I have estimted samples of a continuous Fourier transform function, and my goal is to reach from Fourier to laplace transform using the known equality: F(S=jw)=laplace{h(t)}.
i want to represnet the laplace trnsform in the following form:
1/(as^2+bs+c), the parameters a, b, c are to be detetmined:
F(jw)*(a(jw)^2+b(jw)+c)=1,
using the eq above in all the freqenqcies F(jw) was estimated.
now i can use the method of nonlinear least squares.
how do i implement this in matlab?

Thx

 

[Valkarie]

for the help.To implement this in Matlab, you can use the lsqcurvefit() function. This function will allow you to fit a non-linear function to the data and estimate the parameters a, b, and c. You will need to define the function that you want to fit, as well as the initial values for the parameters. Then, you can call the lsqcurvefit() function, which will give you the estimated parameters. For more information on how to set up and use this function, please refer to the Matlab documentation.

 

[Mene]

for your question. Nonlinear curve fitting is a common problem in scientific research and there are various methods and tools available to address it. In your case, you are trying to determine the parameters a, b, and c in the Laplace transform equation 1/(as^2+bs+c) using samples of the Fourier transform function. This is a nonlinear curve fitting problem because the equation you are trying to fit is not a linear function of the parameters.

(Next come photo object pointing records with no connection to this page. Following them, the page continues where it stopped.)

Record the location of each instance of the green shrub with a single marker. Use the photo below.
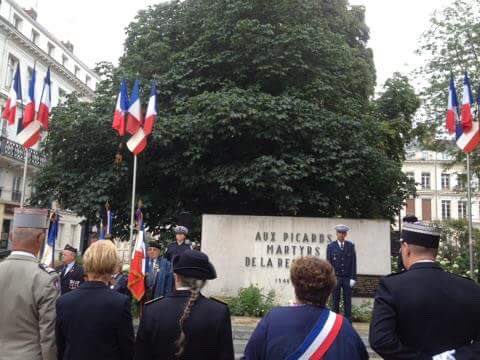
(362, 313)
(252, 302)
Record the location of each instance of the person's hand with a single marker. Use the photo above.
(447, 355)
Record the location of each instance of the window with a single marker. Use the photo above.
(445, 181)
(51, 49)
(17, 22)
(462, 209)
(35, 36)
(445, 209)
(425, 181)
(11, 67)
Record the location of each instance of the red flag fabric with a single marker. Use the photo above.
(136, 276)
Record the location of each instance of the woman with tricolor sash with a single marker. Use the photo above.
(308, 329)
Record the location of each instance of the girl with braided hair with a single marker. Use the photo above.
(185, 324)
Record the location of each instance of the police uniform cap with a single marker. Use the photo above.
(421, 235)
(194, 264)
(155, 244)
(70, 248)
(30, 218)
(342, 228)
(181, 230)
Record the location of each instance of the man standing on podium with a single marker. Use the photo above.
(341, 254)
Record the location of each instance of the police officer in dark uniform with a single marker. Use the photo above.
(71, 274)
(341, 254)
(425, 312)
(185, 324)
(179, 246)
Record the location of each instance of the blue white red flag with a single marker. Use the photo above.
(320, 338)
(121, 109)
(10, 110)
(45, 101)
(30, 106)
(467, 130)
(134, 118)
(452, 112)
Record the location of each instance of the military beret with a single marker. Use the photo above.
(70, 248)
(342, 228)
(155, 244)
(181, 230)
(194, 264)
(421, 235)
(30, 218)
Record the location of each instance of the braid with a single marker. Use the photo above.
(195, 286)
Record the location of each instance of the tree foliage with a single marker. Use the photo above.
(264, 108)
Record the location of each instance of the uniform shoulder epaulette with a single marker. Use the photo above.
(154, 300)
(47, 269)
(218, 300)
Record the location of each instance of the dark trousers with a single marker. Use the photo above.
(343, 283)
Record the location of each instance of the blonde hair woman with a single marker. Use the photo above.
(94, 322)
(184, 324)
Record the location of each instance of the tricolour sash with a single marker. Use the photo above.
(320, 338)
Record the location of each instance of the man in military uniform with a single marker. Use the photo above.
(179, 246)
(425, 312)
(341, 254)
(28, 292)
(71, 275)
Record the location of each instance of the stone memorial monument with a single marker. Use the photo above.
(259, 250)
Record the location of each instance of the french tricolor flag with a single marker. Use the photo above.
(45, 102)
(10, 111)
(467, 130)
(121, 109)
(151, 115)
(30, 107)
(134, 118)
(452, 112)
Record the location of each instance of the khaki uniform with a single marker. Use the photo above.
(27, 309)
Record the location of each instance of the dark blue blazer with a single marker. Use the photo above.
(93, 323)
(281, 332)
(343, 261)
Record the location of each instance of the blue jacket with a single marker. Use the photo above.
(343, 261)
(94, 322)
(281, 332)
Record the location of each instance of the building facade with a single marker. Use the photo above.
(441, 188)
(25, 42)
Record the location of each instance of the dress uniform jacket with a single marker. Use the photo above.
(343, 261)
(28, 292)
(426, 311)
(71, 280)
(94, 323)
(283, 330)
(208, 329)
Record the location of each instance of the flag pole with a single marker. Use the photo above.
(469, 213)
(132, 214)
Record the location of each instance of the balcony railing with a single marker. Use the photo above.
(16, 151)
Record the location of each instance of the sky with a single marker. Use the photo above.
(97, 28)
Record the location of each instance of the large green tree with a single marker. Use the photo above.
(264, 108)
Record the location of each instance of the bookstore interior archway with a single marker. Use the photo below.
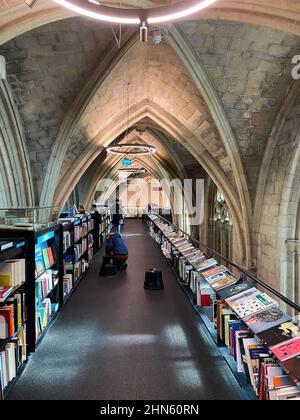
(212, 97)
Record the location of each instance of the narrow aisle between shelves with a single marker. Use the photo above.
(114, 340)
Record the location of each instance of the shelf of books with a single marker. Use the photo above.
(77, 251)
(257, 335)
(39, 270)
(13, 312)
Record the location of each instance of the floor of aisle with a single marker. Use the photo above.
(116, 341)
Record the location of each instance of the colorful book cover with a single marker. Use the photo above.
(279, 334)
(287, 350)
(267, 319)
(250, 302)
(224, 282)
(234, 290)
(46, 259)
(238, 325)
(293, 368)
(50, 256)
(214, 271)
(39, 261)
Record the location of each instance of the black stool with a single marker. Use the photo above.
(153, 280)
(109, 267)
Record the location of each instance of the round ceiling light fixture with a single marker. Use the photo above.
(131, 171)
(131, 149)
(95, 10)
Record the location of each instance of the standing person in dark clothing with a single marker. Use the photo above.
(118, 217)
(116, 247)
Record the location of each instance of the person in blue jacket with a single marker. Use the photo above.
(116, 247)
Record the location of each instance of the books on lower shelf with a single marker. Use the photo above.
(45, 284)
(44, 313)
(250, 302)
(80, 249)
(267, 376)
(5, 292)
(44, 259)
(13, 353)
(12, 273)
(67, 240)
(12, 315)
(260, 337)
(68, 284)
(79, 269)
(4, 245)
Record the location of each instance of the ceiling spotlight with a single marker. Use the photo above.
(144, 33)
(31, 3)
(156, 34)
(156, 15)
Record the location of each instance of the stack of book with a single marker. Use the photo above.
(78, 233)
(12, 315)
(67, 240)
(45, 284)
(12, 273)
(261, 337)
(91, 225)
(68, 284)
(79, 269)
(43, 316)
(44, 259)
(12, 355)
(5, 245)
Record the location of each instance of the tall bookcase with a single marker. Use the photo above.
(17, 341)
(51, 254)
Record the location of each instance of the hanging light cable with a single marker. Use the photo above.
(96, 10)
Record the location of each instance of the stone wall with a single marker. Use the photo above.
(250, 67)
(275, 226)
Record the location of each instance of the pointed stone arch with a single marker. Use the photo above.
(14, 162)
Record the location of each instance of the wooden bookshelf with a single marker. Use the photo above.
(19, 250)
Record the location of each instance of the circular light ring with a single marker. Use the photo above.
(136, 16)
(126, 149)
(132, 170)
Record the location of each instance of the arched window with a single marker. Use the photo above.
(221, 225)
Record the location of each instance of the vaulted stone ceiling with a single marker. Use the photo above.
(250, 68)
(213, 86)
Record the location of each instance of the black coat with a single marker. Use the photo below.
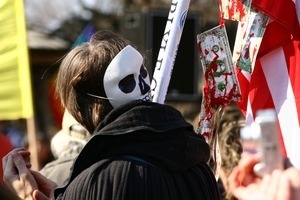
(140, 151)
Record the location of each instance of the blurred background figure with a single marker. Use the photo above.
(65, 146)
(227, 130)
(6, 146)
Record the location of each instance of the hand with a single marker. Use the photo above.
(16, 174)
(46, 187)
(27, 184)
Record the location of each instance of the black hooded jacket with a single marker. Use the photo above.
(142, 150)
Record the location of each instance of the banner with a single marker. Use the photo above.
(168, 49)
(274, 82)
(15, 83)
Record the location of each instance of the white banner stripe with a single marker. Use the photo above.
(277, 77)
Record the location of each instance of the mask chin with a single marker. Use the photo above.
(126, 78)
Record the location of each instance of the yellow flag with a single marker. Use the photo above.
(15, 83)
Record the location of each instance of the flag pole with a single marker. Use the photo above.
(32, 143)
(168, 49)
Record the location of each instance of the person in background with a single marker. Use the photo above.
(139, 149)
(65, 146)
(230, 145)
(279, 185)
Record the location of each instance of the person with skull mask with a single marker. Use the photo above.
(139, 149)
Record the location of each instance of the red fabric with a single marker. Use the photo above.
(6, 146)
(275, 81)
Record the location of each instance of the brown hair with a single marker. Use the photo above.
(81, 73)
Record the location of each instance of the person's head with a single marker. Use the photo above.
(100, 75)
(230, 143)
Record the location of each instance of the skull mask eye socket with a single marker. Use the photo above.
(143, 72)
(127, 84)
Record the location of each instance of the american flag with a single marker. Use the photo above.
(275, 80)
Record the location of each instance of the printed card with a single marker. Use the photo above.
(221, 83)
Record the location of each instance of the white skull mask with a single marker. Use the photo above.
(126, 78)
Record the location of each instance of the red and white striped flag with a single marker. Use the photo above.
(275, 81)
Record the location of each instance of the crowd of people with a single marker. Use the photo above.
(131, 147)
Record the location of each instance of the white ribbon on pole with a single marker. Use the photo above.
(168, 49)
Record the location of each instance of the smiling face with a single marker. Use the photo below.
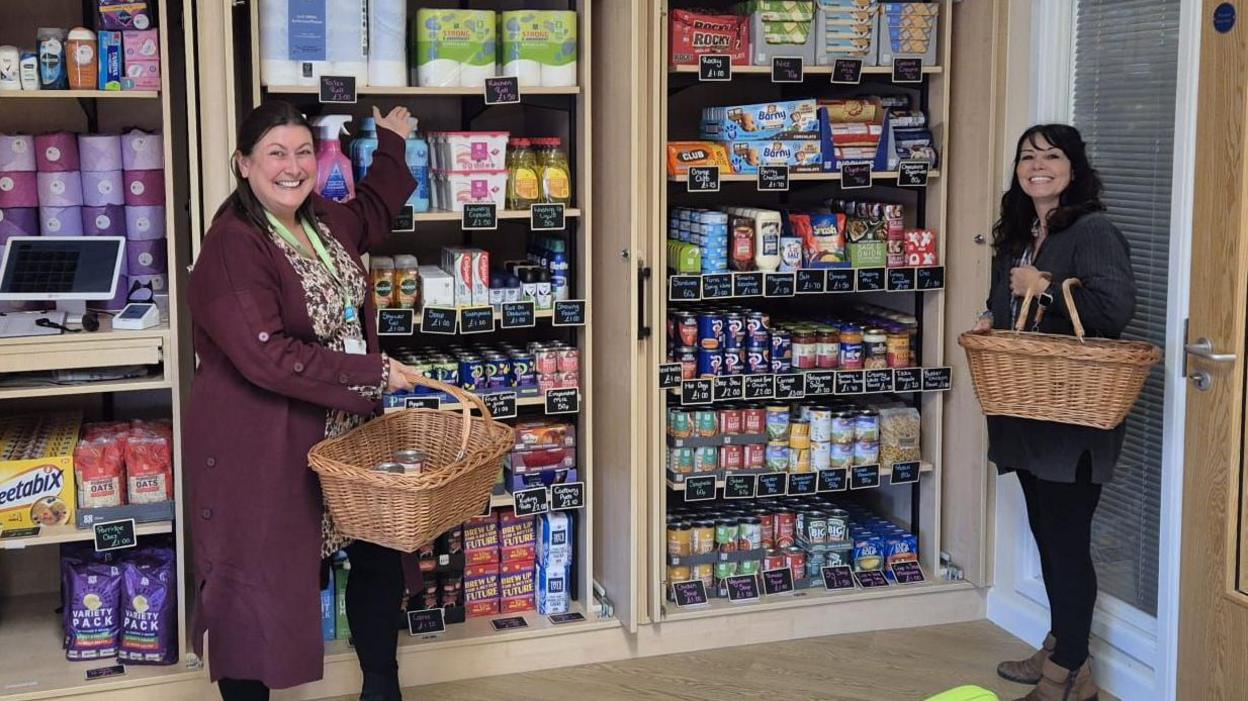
(1043, 170)
(281, 169)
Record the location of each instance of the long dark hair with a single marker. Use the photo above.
(1011, 235)
(257, 124)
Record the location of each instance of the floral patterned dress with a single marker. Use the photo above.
(326, 307)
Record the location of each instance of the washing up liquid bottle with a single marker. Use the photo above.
(333, 178)
(418, 162)
(362, 147)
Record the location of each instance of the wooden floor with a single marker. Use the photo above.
(872, 666)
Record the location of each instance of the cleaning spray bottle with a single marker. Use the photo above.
(333, 178)
(418, 162)
(363, 146)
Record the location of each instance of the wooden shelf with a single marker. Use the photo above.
(479, 630)
(503, 215)
(830, 177)
(814, 596)
(35, 665)
(53, 535)
(81, 95)
(418, 91)
(806, 70)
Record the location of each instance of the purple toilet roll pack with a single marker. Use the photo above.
(56, 152)
(104, 221)
(19, 222)
(145, 223)
(145, 257)
(19, 190)
(60, 190)
(145, 188)
(142, 151)
(102, 188)
(18, 154)
(60, 221)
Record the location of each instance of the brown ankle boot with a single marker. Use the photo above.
(1058, 684)
(1027, 671)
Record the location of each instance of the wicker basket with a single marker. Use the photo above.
(1090, 382)
(463, 454)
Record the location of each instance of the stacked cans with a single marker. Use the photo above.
(483, 368)
(703, 232)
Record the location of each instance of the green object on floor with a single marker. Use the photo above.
(965, 694)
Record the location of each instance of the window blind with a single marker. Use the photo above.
(1123, 100)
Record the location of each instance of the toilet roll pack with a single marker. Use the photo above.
(65, 183)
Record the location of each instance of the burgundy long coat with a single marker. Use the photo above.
(257, 406)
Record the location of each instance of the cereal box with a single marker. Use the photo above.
(36, 469)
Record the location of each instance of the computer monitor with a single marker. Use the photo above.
(66, 270)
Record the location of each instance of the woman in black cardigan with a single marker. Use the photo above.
(1053, 227)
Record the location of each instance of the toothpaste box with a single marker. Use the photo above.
(553, 589)
(517, 583)
(437, 287)
(800, 156)
(554, 539)
(786, 120)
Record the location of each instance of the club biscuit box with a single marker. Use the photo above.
(36, 469)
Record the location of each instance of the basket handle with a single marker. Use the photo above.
(467, 402)
(1067, 285)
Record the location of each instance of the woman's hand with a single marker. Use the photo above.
(396, 120)
(399, 377)
(1027, 277)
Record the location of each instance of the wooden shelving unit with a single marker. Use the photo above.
(33, 664)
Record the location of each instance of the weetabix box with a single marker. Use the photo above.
(36, 469)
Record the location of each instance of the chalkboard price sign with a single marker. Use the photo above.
(855, 176)
(715, 67)
(810, 282)
(692, 593)
(907, 70)
(518, 314)
(340, 90)
(741, 588)
(504, 90)
(700, 488)
(476, 319)
(778, 581)
(703, 178)
(427, 621)
(479, 217)
(716, 286)
(396, 322)
(569, 312)
(786, 69)
(115, 535)
(740, 487)
(547, 217)
(773, 178)
(835, 479)
(563, 401)
(531, 502)
(912, 174)
(848, 71)
(748, 285)
(438, 319)
(836, 578)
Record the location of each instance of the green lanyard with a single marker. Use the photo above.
(348, 308)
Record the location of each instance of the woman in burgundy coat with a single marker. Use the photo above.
(287, 343)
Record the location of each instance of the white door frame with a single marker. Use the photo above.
(1136, 655)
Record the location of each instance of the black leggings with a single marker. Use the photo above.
(375, 594)
(1061, 520)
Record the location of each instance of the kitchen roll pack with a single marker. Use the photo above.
(539, 48)
(453, 48)
(301, 40)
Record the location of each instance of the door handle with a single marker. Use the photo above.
(1203, 348)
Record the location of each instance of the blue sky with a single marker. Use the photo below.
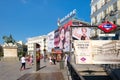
(28, 18)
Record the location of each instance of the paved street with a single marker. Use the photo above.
(9, 70)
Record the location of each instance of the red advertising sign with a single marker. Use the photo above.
(107, 26)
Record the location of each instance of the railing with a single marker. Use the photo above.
(74, 74)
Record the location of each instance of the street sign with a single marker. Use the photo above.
(107, 26)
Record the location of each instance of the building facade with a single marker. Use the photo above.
(101, 9)
(105, 10)
(38, 39)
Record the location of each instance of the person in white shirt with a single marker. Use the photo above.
(23, 62)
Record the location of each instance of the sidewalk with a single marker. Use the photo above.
(9, 70)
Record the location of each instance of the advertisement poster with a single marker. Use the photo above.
(50, 41)
(64, 37)
(97, 51)
(81, 33)
(37, 56)
(56, 39)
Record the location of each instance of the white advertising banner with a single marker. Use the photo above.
(50, 41)
(97, 51)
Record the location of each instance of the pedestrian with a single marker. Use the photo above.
(23, 63)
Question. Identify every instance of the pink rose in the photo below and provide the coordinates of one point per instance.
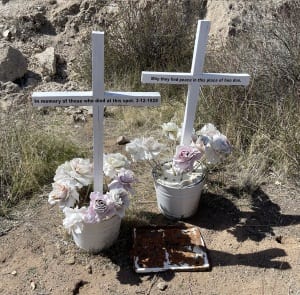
(100, 207)
(124, 179)
(185, 158)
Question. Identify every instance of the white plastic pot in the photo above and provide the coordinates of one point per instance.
(178, 202)
(98, 236)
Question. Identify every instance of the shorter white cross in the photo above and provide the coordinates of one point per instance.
(195, 79)
(98, 98)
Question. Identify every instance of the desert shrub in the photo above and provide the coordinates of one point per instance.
(30, 154)
(152, 35)
(262, 119)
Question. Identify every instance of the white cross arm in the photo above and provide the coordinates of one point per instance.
(85, 98)
(200, 79)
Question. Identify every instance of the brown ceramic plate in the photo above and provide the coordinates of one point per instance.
(169, 248)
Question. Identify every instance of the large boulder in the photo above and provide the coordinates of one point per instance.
(13, 64)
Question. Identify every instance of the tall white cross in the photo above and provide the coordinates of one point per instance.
(195, 79)
(98, 98)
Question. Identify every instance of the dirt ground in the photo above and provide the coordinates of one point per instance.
(253, 239)
(253, 244)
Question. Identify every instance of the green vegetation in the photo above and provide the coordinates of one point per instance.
(261, 120)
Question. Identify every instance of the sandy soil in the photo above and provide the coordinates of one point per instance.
(253, 244)
(253, 239)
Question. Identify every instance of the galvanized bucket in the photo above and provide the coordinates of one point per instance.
(178, 203)
(98, 236)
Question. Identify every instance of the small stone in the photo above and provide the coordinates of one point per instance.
(89, 269)
(70, 260)
(122, 140)
(162, 286)
(32, 285)
(7, 34)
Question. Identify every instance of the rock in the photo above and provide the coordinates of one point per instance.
(47, 60)
(162, 286)
(7, 35)
(13, 64)
(89, 269)
(121, 140)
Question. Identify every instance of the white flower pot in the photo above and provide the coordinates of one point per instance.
(98, 236)
(178, 202)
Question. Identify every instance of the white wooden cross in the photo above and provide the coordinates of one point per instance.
(98, 98)
(195, 79)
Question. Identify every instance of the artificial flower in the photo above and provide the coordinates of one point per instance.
(64, 193)
(74, 218)
(101, 207)
(113, 163)
(77, 169)
(185, 158)
(124, 179)
(171, 130)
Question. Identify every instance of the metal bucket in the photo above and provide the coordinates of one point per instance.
(98, 236)
(178, 203)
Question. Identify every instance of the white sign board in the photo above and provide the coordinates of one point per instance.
(98, 98)
(195, 79)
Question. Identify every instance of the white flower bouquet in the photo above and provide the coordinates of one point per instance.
(207, 145)
(179, 181)
(70, 191)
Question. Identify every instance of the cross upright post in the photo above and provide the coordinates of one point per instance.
(195, 79)
(98, 98)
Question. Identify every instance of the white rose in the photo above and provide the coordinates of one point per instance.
(113, 163)
(64, 193)
(74, 219)
(170, 129)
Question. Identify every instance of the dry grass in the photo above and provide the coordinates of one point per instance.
(261, 121)
(31, 149)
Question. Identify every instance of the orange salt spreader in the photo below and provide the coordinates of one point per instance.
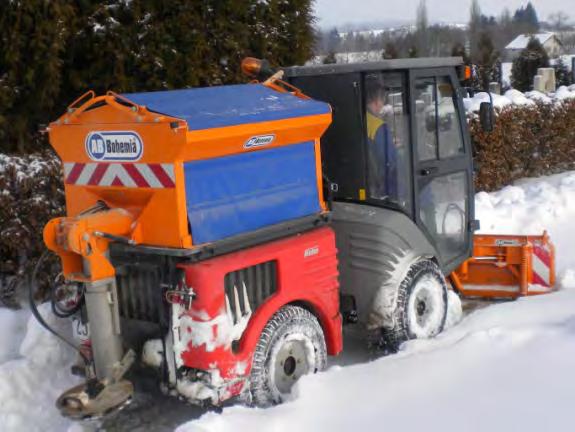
(507, 266)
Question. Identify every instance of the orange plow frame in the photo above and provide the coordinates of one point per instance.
(507, 266)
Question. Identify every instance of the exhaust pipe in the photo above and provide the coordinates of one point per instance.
(107, 392)
(104, 319)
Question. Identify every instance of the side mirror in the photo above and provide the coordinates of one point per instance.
(486, 116)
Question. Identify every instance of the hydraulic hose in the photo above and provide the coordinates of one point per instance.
(32, 287)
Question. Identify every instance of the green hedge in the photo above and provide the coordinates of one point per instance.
(528, 141)
(31, 193)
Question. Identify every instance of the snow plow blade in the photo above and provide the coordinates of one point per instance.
(507, 266)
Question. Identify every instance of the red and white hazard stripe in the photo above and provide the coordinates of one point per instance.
(120, 174)
(541, 263)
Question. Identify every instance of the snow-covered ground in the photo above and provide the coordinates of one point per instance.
(504, 367)
(517, 98)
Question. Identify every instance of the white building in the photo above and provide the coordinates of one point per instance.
(549, 40)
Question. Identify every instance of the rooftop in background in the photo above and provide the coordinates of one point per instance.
(521, 41)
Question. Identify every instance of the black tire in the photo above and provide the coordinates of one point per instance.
(284, 354)
(421, 308)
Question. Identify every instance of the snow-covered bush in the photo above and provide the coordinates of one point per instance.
(529, 140)
(31, 193)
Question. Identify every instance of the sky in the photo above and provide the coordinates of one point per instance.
(339, 12)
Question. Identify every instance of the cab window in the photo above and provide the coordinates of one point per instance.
(438, 128)
(387, 140)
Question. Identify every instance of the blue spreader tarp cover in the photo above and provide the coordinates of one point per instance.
(220, 106)
(233, 195)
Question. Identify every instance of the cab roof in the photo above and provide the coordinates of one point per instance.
(395, 64)
(230, 105)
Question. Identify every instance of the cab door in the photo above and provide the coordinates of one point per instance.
(443, 189)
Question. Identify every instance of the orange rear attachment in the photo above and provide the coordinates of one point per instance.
(507, 266)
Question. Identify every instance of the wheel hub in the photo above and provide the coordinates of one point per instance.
(426, 307)
(291, 363)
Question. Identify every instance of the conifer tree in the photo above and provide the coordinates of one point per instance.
(562, 74)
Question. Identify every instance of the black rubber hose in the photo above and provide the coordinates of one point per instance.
(32, 286)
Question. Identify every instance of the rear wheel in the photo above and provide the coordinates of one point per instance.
(291, 345)
(421, 307)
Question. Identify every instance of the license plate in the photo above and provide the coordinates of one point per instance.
(80, 331)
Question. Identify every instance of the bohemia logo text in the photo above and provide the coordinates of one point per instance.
(116, 146)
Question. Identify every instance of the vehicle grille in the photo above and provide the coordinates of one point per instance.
(140, 291)
(260, 283)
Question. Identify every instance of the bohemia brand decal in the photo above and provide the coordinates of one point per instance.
(259, 141)
(114, 146)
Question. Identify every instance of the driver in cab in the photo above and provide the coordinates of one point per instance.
(382, 154)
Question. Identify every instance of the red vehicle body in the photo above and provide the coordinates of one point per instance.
(302, 270)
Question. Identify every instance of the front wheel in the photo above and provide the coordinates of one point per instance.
(421, 308)
(291, 345)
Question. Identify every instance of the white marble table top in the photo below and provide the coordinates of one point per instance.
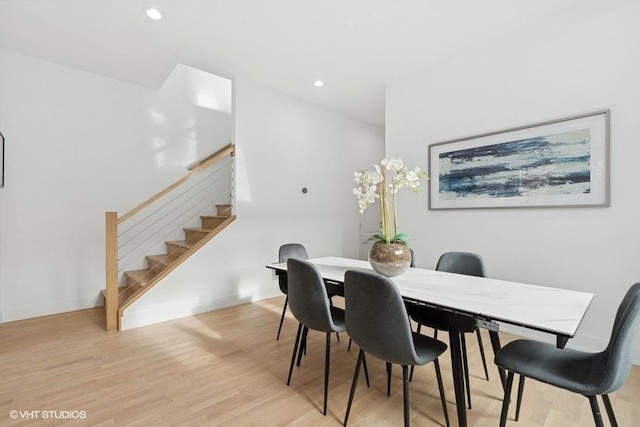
(553, 310)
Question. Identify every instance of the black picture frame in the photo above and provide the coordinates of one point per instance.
(557, 163)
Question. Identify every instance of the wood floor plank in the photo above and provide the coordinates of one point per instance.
(225, 368)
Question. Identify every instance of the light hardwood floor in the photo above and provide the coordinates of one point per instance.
(226, 368)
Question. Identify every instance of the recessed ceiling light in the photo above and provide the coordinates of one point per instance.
(153, 13)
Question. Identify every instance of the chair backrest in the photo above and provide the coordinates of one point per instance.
(376, 318)
(289, 250)
(619, 353)
(462, 263)
(308, 300)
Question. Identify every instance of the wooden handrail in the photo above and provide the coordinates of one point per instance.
(111, 297)
(228, 150)
(210, 158)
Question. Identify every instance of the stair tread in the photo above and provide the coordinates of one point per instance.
(138, 274)
(182, 243)
(161, 258)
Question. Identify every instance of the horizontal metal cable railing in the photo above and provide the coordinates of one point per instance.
(150, 228)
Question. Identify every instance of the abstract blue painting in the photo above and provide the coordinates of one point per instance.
(551, 164)
(561, 163)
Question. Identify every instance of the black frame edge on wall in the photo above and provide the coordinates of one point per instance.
(1, 160)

To implement this in MATLAB, you can use the "lsqnonlin" function which is specifically designed for nonlinear least squares problems. This function takes in the equation you want to fit, the initial values for the parameters, and the data points you have for the Fourier transform. It then uses an iterative algorithm to find the best values for the parameters that minimize the difference between the predicted values and the actual data points.

In addition to using MATLAB, there are also other software packages and programming languages that have tools for nonlinear curve fitting, such as Python's "scipy.optimize" module and R's "nls" function. It is important to carefully choose the appropriate method and tool for your specific problem and to also understand the limitations and assumptions of the chosen method. Good luck with your research!